For any d, we can start off and say there will be an entry at
(e,n) = (-d^2,-d+1)
We can call this our origin cell for D. Now, to navigate along this graph we would need to generate cells from their (e,n,d) values, which I do not think we can do yet. However this pattern is still notable.
Starting at our origin cell (the Zeroth origin cell), (e,n) I THINK we can generate any cell for this pattern:
(e0,n0) -> (e0,n0+u) for any u [I'll go 70% on this step, cuz I can't generate to test, the other ones are pretty certain though]
Then, from our origin cell, if we go to the right one cell we get a second origin cell (origin cell 1). (e0,n0) -> (e0+1,n0) = (e1,n1) From this cell we can do
(e1,n1) -> (e1+2u, n1+u) to navigate down the line as many times as we want
Then, if we go down the line once (e1+n1)->(e1+2,n1+1) and then shift to the right (e1+2+1, n1+1) we get the third origin cell (e2,n2).
From the third origin cell, we can do:
(e2,n2) -> ( e2 + 4u, n2+u ) to generate more cells for any u.
Generally:
The zeroth origin cell for D can be found at:
(-d^2, 1-d).
For the zth origin cell, (e*,n*) we can generate any other entry with the same d by this equation:
(e*,n*) -> (e* + 2zu, n* + u)
Also, from any origin cell we can generate the next origin cell.
( z to z+1), which boils down to going down the line once and then adding 1 to e.
(e*,n*) -> (e* + 2z + 1, n* + 1)
So now we have a method to determine all the entries (e,n) with the same d.

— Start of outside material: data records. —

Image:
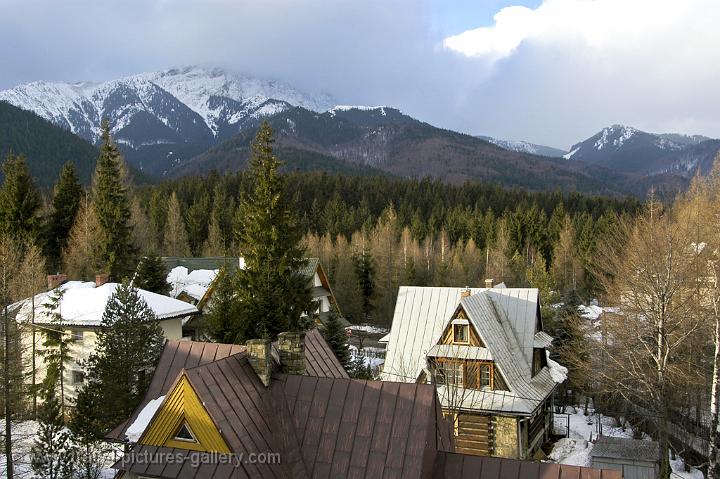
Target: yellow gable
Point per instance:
(183, 422)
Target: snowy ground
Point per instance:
(575, 450)
(23, 438)
(374, 357)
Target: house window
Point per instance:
(539, 360)
(185, 434)
(78, 377)
(460, 333)
(450, 373)
(485, 376)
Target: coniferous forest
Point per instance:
(372, 234)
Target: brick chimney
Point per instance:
(55, 280)
(291, 346)
(259, 356)
(101, 278)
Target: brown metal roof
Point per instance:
(355, 428)
(320, 360)
(461, 466)
(176, 356)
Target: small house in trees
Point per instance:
(81, 310)
(194, 280)
(485, 351)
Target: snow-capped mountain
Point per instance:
(627, 149)
(165, 117)
(525, 147)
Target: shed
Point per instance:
(637, 459)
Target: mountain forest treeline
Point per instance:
(372, 234)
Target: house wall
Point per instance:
(80, 351)
(506, 437)
(474, 434)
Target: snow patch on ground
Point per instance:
(575, 450)
(24, 434)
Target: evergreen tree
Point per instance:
(364, 267)
(65, 205)
(19, 200)
(111, 203)
(151, 275)
(127, 348)
(57, 343)
(144, 235)
(223, 320)
(272, 291)
(52, 452)
(175, 242)
(80, 258)
(336, 337)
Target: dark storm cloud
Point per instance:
(550, 88)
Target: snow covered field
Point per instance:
(23, 438)
(575, 450)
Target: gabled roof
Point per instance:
(505, 320)
(355, 428)
(188, 355)
(321, 426)
(83, 305)
(461, 466)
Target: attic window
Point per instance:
(185, 434)
(460, 333)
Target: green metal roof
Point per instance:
(229, 263)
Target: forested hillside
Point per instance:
(46, 146)
(374, 234)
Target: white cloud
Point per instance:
(563, 70)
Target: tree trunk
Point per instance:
(714, 455)
(7, 397)
(34, 352)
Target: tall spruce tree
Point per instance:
(19, 200)
(272, 291)
(175, 242)
(65, 205)
(81, 257)
(127, 348)
(336, 337)
(151, 275)
(52, 452)
(111, 203)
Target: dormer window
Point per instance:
(460, 333)
(185, 434)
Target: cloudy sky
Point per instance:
(548, 71)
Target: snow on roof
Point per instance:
(84, 305)
(194, 283)
(504, 318)
(137, 428)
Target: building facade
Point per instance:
(485, 351)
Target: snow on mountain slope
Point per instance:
(627, 149)
(524, 147)
(80, 107)
(163, 118)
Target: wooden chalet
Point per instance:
(212, 407)
(484, 350)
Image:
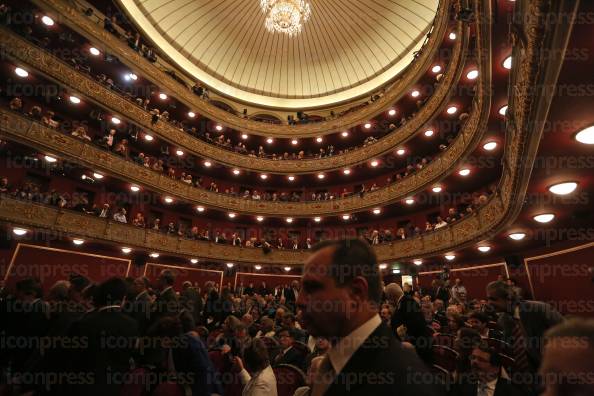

Also, this may be an impossible task, but if anyone can generate an entry just given the (e,n,d) values that would be sweet, but I don't think we can.
This may be the biggest thing I've discovered. This path for valid d values is the same for every d. As in, the only difference between entries for certain d values is the zero origin for d. Other than that you use the same exact steps to figure out what other cells have the same d. Knowing that, if we have a valid d, we can say, WITH SUPREME CONFIDENCE, that.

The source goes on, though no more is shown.